Accord entre l’Union européenne et le Viet Nam

Le 17 décembre 2015, Leila Aïchi est intervenue au nom du groupe écologiste au Sénat sur l’accord entre l’Union Européenne et le Viêt Nam.

Madame la Présidente,

Madame la secrétaire d’État,

Madame la rapporteur,

Mes cher(e)s collègues,

Cet accord a une résonance plus particulière pour la France que pour nos partenaires européens, compte tenu des liens historiques qui unissent notre pays au Viêt Nam.

Nous partageons en effet une partie de notre histoire, une période certes douloureuse, mais qui a désormais laissé place à un dialogue de qualité. En témoigne bien évidemment l’appartenance du Viêt Nam à l’Organisation internationale de la francophonie depuis 1970. Plus récemment, la déclaration de partenariat stratégique que nos deux pays ont signée le 25 septembre 2013, qui vise à renforcer notre relation bilatérale dans de nombreux domaines, en atteste également.

Le présent accord-cadre s’inscrit dans le cadre de la stratégie de l’Union européenne consistant à conclure des accords de ce type avec les pays de l’ASEAN. Cette stratégie nous semble bienvenue : elle permet en effet de faire quelque peu contrepoids à l’influence économique et diplomatique chinoise en Asie du Sud-Est.

Comme les autres accords de ce type, il s’agit d’un texte peu contraignant visant à poser les jalons d’une coopération globale, qui dépasse le seul cadre économique et commercial et a vocation à être concrétisée par des accords sectoriels.

L’article 1er de cet accord souligne l’engagement des parties en faveur des droits de l’homme, de la démocratie et de l’État de droit. Si le contenu de cet article est bien évidemment positif, sa portée ne doit néanmoins pas être exagérée, au vu du caractère autoritaire du régime vietnamien.

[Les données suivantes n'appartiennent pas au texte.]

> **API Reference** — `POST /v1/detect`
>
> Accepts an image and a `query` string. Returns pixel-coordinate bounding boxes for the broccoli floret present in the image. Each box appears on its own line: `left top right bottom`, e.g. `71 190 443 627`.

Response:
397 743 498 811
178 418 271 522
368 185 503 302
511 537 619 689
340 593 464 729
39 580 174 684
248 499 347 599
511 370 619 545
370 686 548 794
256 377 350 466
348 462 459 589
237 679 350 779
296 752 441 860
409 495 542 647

Certes, l’article 57 permet de prendre des mesures en cas de « violations substantielles » de ces principes, mais les autorités vietnamiennes commettent de telles violations de manière quotidienne. La qualité de notre relation avec le Viêt Nam ne doit pas nous empêcher d’être lucides sur la réalité de son régime politique. De fait, ces stipulations sont donc tout au plus incitatives ; il est même à craindre, malheureusement, qu’elles ne restent purement incantatoires.

Au demeurant, ce texte offre un socle de coopération sur une grande variété de sujets qui sont par nature transnationaux et d’intérêt essentiel, comme la lutte contre le terrorisme et la prolifération des armes de destruction massive ou encore le développement durable et la protection de l’environnement. Il appartiendra donc aux parties de faire en sorte que cet accord ne reste pas au stade de la déclaration d’intention ; elles devront aussi se saisir des possibilités ouvertes, afin de permettre à ce texte de déployer toutes ses potentialités. L’étendue et le détail des coopérations envisagées laissent augurer, le cas échéant, des avancées réelles, notamment en matière de protection de l’environnement.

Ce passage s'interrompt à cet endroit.